But there's one thing Hawaiian plants have done well: evolve so they can take advantage of harsh environmental conditions that other plants find too challenging.
A few years ago, botanists on the Big Island said they feared for native plants in a region being invaded by the weedy fayatree or firetree, Myrica faya.
Those native plants had found a home, and a way to survive, in a terrain with exceedingly few soil nutrients. Weeds couldn't compete against them there.
The firetree that has encroached into that habitat is capable of fertilizing itself, fixing nitrogen in its root nodules. Nitrogen improves the soil fertility, so other weeds can get a roothold.
Suddenly the native plants' adaptation to poor soils no longer worked for them.
A small group of friends recently swam to a remote, rocky beach along Moloka'i's north shore and found another cluster of natives adapted to inhospitable terrain.

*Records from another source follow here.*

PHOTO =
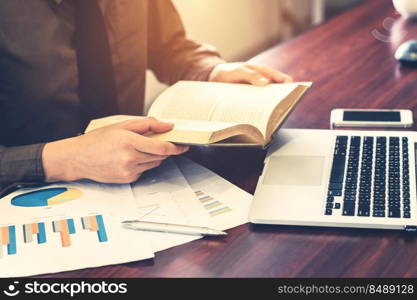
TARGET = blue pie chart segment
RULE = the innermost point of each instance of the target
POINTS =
(46, 197)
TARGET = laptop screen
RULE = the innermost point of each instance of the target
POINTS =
(372, 116)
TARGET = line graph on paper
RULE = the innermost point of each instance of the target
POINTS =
(213, 206)
(162, 207)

We came across a vertical cliff just a few feet from the sea. Salt spray swept the rock all year long; in winter, breakers crashed directly against the cliff bottom, rolling boulders against the black rock.
The base of the cliff was devoid of vegetation, but about 6 feet up was where we spotted a community of hardy natives, tenuously grasping the cracks and holes in the cliff.
There were clusters of a leafy yellow-green plant, described by our group's plant expert as a daisy relative called Tetramolopium sylvae the only member of its clan to live on sea cliffs.
A pretty, small rosette of thick leaves was a gardenia and coffee relative, whose closer kin, known as manono, live in the high, wet forests.
There was a plant with leaves shaped like curved swords, called Schiedea globosa, and a primrose relative called Lysimachia mauritiana.
Up higher on the cliff, beyond the surf zone, there were other native plants mixed with aliens. But down in what must be one of the saltiest, most inhospitable spots in all of Hawai'i, was a native garden, holding its own against the tide.